Da cosa nasce la paura degli italiani per gli investimenti?

La paura più grande per il popolo italiano è il futuro. Infatti, una grande percentuale preferisce risparmiare per eventuali spese e imprevisti ma alcuni dati ci segnalano sia la pensione il pretesto principale per il risparmio. Un altro motivo che porta i risparmi fermi sui conti è la scarsa comprensione della materia finanziaria. Studi recenti della Banca mondiale e della Standard and Poor’s, pongono l’Italia al 63° posto della classifica mondiale dell’educazione finanziaria, dietro ad alcuni stati africani come il Togo e lo Zimbabwe.

Bot in calo negli investimenti

Bisogna aggiungere a queste paure e alla scarsa conoscenza della materia finanziaria il grande calo dello strumento finanziario degli italiani per antonomasia, ovvero i Bot. Questi titoli di debito pubblico hanno dei rendimenti negativi (-0,2%) e la Banca d’Italia osserva come sia crollato il loro possesso da parte delle famiglie, passando dal 57% del 1988 al 5% odierno.
Simile cosa è avvenuta con i BTp, un altro strumento finanziario molto amato dagli italiani nel passato, ma anch’esso oggi abbandonato per la grande volatilità e per la scarsità dei rendimenti.
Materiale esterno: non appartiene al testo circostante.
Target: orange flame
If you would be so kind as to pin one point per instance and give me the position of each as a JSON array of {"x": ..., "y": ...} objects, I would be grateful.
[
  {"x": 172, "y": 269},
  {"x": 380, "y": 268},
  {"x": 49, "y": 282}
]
Come far lavorare i soldi per gli italiani

Gli italiani non investono per non voler rischiare i patrimoni, lasciando dormire i loro soldi sul conto corrente, per cui sono loro stessi a incentivarne la capitalizzazione. Come? Tramite i salari e il lavoro. Bisognerebbe, comunque, guardare la faccenda da punti di vista più dinamici: risparmiare in modo disciplinato è sicuramente, sì, importante ma questo non basta. Negli ultimi anni abbiamo assistito a una conciliante rivoluzione d’immagine per la finanza, a un restyling dolce. É sicuramente dalla crisi del 2008, in un contesto dove i tassi di interesse sono scesi verso percentuali molto basse o anche le obbligazioni hanno reso pochissimo che una sorta di sfiducia collettiva ha insediato l’opinione pubblica. Nulla di più errato perché, vista l’incertezza di base, molti risparmiatori non vogliono raffinare le proprie esili credenze verso investimenti pur sicuri e con un rischio controllato.
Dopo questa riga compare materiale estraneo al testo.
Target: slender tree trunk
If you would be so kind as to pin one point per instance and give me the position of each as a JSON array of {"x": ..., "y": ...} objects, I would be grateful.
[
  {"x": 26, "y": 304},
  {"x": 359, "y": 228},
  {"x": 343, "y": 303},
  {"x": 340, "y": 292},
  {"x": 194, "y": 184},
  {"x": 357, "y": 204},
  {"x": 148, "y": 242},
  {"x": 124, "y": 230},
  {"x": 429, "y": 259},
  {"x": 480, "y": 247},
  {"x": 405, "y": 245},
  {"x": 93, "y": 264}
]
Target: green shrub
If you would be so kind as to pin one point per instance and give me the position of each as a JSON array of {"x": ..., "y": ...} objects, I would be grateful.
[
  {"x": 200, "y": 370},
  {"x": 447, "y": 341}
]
Tutto ciò non porta benefici in una strategia finanziaria di lungo termine, anzi ci conduce verso una stagnazione d’intenti o verso rendimenti con utili negativi. Solamente incentivando la conoscenza finanziaria e comprendendo la sua reale importanza negli investimenti degli italiani possiamo fare la differenza. Questo è il compito di chi con compentenza professionale e responsabilità in materia riesce a creare opportunità. Trasformandole in possibilità di guadagno con metodi e prodotti finanziari non comuni, studiati per quei clienti investitori che vogliono segnare il passo. Un passo in più senza paura.